Ethio telecom’s digital expansion reflects broader transformation in Africa’s second-most populous nation
By Napoleon Mugenzi
Ethiopia’s sole telecoms operator reported a 46.8% surge in mobile data traffic in the six months to December 2025, underscoring the rapid digitalisation of a country that until recently maintained one of Africa’s most restrictive communications sectors.
Ethio telecom, which retains a monopoly on fixed-line services despite partial market liberalisation, added 278 mobile base stations between July and December 2025, extending coverage to more than 760,000 people in previously unconnected rural areas. The expansion brought the state-owned operator’s network to over 10,000 sites nationwide, with 4G services now available in more than 1,000 towns covering roughly three-quarters of Ethiopia’s 126m population.
The infrastructure push forms part of the company’s alignment with Digital Ethiopia 2030, the government’s blueprint for economic modernisation through technology adoption. Ethio telecom laid 378 kilometres of fibre-optic cable during the period, bringing total backbone infrastructure to 23,000km, while international gateway capacity reached 3 terabits per second following a 500-gigabit expansion.
Mobile data consumption exceeded 940bn megabytes over the half-year, dwarfing the 10% growth in voice traffic. The shift mirrors patterns across sub-Saharan Africa, where smartphone penetration and cheaper devices are driving demand for video streaming, social media and messaging applications that bypass traditional voice and SMS services.

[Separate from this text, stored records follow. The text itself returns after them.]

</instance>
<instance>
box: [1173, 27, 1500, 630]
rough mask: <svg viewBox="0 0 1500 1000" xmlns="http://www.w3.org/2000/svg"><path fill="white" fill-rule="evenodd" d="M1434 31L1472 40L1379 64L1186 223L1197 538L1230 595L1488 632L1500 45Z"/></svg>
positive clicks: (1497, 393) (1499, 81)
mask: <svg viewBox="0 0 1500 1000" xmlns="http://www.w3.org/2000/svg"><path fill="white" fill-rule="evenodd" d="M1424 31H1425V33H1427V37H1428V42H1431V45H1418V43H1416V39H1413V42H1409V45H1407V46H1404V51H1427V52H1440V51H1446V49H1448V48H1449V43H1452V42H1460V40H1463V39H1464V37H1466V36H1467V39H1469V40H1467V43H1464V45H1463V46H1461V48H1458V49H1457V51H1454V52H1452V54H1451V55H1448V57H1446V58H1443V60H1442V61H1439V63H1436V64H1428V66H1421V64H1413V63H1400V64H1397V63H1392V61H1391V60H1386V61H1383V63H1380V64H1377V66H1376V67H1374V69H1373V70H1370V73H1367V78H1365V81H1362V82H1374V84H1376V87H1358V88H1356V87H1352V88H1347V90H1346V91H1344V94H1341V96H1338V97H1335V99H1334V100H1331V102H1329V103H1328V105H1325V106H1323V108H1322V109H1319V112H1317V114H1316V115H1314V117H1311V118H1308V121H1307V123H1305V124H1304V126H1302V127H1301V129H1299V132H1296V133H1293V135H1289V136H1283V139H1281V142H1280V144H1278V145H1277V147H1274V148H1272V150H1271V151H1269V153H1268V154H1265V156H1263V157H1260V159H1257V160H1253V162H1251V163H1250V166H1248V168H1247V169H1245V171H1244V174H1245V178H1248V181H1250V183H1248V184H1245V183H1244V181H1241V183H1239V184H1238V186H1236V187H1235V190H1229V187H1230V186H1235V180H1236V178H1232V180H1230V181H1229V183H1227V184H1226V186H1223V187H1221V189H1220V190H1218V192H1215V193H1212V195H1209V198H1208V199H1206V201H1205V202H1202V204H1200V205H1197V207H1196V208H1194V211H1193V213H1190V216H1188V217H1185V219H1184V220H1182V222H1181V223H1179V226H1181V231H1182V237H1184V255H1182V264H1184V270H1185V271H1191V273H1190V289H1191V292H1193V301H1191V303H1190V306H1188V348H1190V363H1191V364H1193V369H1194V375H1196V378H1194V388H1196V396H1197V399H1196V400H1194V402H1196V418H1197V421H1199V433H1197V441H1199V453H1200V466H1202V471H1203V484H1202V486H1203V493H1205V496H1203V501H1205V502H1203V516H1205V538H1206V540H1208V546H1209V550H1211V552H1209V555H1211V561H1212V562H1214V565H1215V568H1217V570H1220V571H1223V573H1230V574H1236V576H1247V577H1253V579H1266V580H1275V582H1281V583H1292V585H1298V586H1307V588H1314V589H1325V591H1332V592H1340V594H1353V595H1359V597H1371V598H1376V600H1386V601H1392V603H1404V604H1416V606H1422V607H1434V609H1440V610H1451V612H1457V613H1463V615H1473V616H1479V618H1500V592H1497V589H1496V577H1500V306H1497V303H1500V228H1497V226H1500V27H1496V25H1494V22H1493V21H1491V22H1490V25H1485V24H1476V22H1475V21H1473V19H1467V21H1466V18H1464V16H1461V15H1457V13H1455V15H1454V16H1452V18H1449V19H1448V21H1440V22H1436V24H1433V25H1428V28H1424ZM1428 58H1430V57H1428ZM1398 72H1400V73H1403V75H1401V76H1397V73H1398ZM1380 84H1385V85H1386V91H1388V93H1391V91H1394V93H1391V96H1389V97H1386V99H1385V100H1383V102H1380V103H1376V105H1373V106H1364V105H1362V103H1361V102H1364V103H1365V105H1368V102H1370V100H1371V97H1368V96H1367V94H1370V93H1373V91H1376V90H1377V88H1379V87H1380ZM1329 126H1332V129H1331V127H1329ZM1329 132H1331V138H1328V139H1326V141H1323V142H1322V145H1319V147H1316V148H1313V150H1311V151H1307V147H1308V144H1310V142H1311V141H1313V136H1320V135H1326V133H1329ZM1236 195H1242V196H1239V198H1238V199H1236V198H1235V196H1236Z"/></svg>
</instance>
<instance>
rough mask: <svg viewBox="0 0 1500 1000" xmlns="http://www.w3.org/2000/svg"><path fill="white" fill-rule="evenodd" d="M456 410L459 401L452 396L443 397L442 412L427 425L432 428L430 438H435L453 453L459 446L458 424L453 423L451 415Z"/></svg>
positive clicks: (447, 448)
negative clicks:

Ethio telecom’s customer base grew 8.1% year-on-year to 87.1m subscribers by December, with mobile data users reaching 49m. Revenue climbed 37% to 85bn birr (£462m at official rates), though the company acknowledged this fell short of internal targets. Earnings before interest, tax, depreciation and amortisation stood at 42.4bn birr, yielding a gross margin approaching 50%.
The operator’s telebirr mobile money platform registered 58.6m users (two-thirds of the subscriber base) and processed nearly 2trn birr in transfers during the six-month period. The service, integrated with 30 commercial banks, has become central to Ethiopia’s financial inclusion drive in a country where formal banking remains limited outside major urban centres. Millions of Ethiopians now access micro-loans and digital savings products through the platform, which has effectively become national payments infrastructure.
Beyond connectivity, Ethio telecom generated 3.4bn birr from enterprise services including cloud computing and data centres, reflecting demand from government agencies pursuing digitisation programmes. The company supported registration of 22m citizens (roughly 69% of enrollments) in Ethiopia’s national digital identity scheme, positioning itself as an implementation partner in state-led technology initiatives.
The expansion comes amid persistent operational constraints. Foreign currency shortages complicate equipment procurement, while power cuts, infrastructure vandalism and cybersecurity threats disrupt service delivery. Ethio telecom cited cost efficiencies totalling 4bn birr as essential to maintaining margins.
The company also signalled regional ambitions through partnerships with operators including Cameroon Telecommunications, suggesting intent to evolve beyond its domestic monopoly. Such aspirations face formidable obstacles: Ethiopia’s telecoms sector was opened to limited competition only in 2021, when Kenya’s Safaricom launched operations through a locally licensed subsidiary, ending decades of state exclusivity.
For Addis Ababa, Ethio telecom’s performance offers both encouragement and caution. Rapid digital adoption creates opportunities for economic diversification and service delivery improvements. Yet the dominance of a single state-owned provider in critical infrastructure (from payments to identity systems) concentrates risk in an economy already grappling with macroeconomic instability and foreign exchange scarcity. How Ethiopia balances state control with the competitive pressures necessary to sustain innovation will shape its digital transformation in the years ahead.